Anurag Garg, a doctoral candidate in the School of
Electrical and Computer Engineering, said accurate measurements of temperature
and vibration changes can alert workers to premature bearing failure.
“Taking early corrective action could improve safety
conditions for workers, reduce operational downtime and increase bearing life,”
he said. “These lead to more efficient use of resources, improved operational
efficiency and a cost savings of millions of dollars a year for
Conventional bearing sensors that monitor real-time bearing
performance are mounted outside the bearing, which limits the ability to
determine internal conditions.
“The Purdue-developed technology allows a sensor to be
placed directly on the bearing cage, which is the source of temperature and
vibration fluctuations,” Garg said. “As a result, it provides a more reliable
indicator of impending bearing failure and has a better response time than any
commercial sensor available on the market.”
Garg and three other Purdue students formed a group called
Bearing Analytics to present the technology in competitions. Other team members
are Lokesh Gupta, Andrew Kovacs and Christopher Ochynski.
Gupta and Kovacs are doctoral candidates in the School of
Electrical and Computer Engineering. They and Garg are doing doctoral work in
the Adaptive Radio Electronics and Sensors group.
Ochynski is a senior in the School of Electrical and
Computer Engineering and a first-year student in the Master of Business
Administration program at Krannert School of Management.
Bearing Analytics won the Indiana Clean Energy Challenge in
February and are scheduled to compete in the 2013 Midwest Clean Energy Challenge
on April 4 in Chicago.
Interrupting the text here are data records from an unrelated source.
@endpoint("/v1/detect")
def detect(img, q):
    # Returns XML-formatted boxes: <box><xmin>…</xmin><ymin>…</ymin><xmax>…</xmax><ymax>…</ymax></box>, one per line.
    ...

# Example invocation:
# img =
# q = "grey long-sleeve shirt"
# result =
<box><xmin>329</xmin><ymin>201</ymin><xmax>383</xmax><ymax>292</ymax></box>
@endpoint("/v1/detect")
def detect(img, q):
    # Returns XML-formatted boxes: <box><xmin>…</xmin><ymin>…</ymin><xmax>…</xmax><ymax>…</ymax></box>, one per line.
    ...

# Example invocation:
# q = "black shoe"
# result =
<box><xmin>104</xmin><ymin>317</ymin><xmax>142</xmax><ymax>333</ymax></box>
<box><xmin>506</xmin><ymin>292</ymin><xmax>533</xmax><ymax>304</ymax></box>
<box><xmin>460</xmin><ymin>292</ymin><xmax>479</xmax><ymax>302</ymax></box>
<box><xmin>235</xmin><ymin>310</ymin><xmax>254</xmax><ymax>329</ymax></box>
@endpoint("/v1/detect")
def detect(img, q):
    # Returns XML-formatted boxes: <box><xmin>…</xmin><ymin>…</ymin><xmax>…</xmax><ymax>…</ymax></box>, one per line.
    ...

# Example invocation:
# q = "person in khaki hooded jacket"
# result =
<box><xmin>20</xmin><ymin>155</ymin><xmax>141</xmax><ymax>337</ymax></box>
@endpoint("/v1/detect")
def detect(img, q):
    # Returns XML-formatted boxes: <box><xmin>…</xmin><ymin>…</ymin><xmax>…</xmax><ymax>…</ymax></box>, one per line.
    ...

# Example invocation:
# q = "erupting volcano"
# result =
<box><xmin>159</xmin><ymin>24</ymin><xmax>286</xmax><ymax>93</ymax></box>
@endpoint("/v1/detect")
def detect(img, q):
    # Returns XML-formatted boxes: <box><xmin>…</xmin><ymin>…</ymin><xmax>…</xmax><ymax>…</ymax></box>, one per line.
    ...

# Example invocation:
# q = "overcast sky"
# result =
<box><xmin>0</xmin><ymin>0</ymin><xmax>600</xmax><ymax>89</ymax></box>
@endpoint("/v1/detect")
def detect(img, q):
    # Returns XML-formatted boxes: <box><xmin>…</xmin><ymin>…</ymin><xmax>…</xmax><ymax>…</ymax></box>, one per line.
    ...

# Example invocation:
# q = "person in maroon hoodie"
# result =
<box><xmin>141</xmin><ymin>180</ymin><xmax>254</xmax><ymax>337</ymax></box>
The team also will compete in the national Rice Business
Plan Competition on April 11-13 in Houston.
“We are excited to prepare for the Midwest Clean Energy
Challenge and the Rice Business Plan Competition, two of the most prestigious
events that highlight innovations developed at universities,” Garg said.
“We also acknowledge our mentors who guided the development
of the technology: Dimitrios Peroulis of the School of Electrical and Computer
Engineering and School of Mechanical Engineering, and Farshid Sadeghi and
Douglas Adams of the School of Mechanical Engineering.”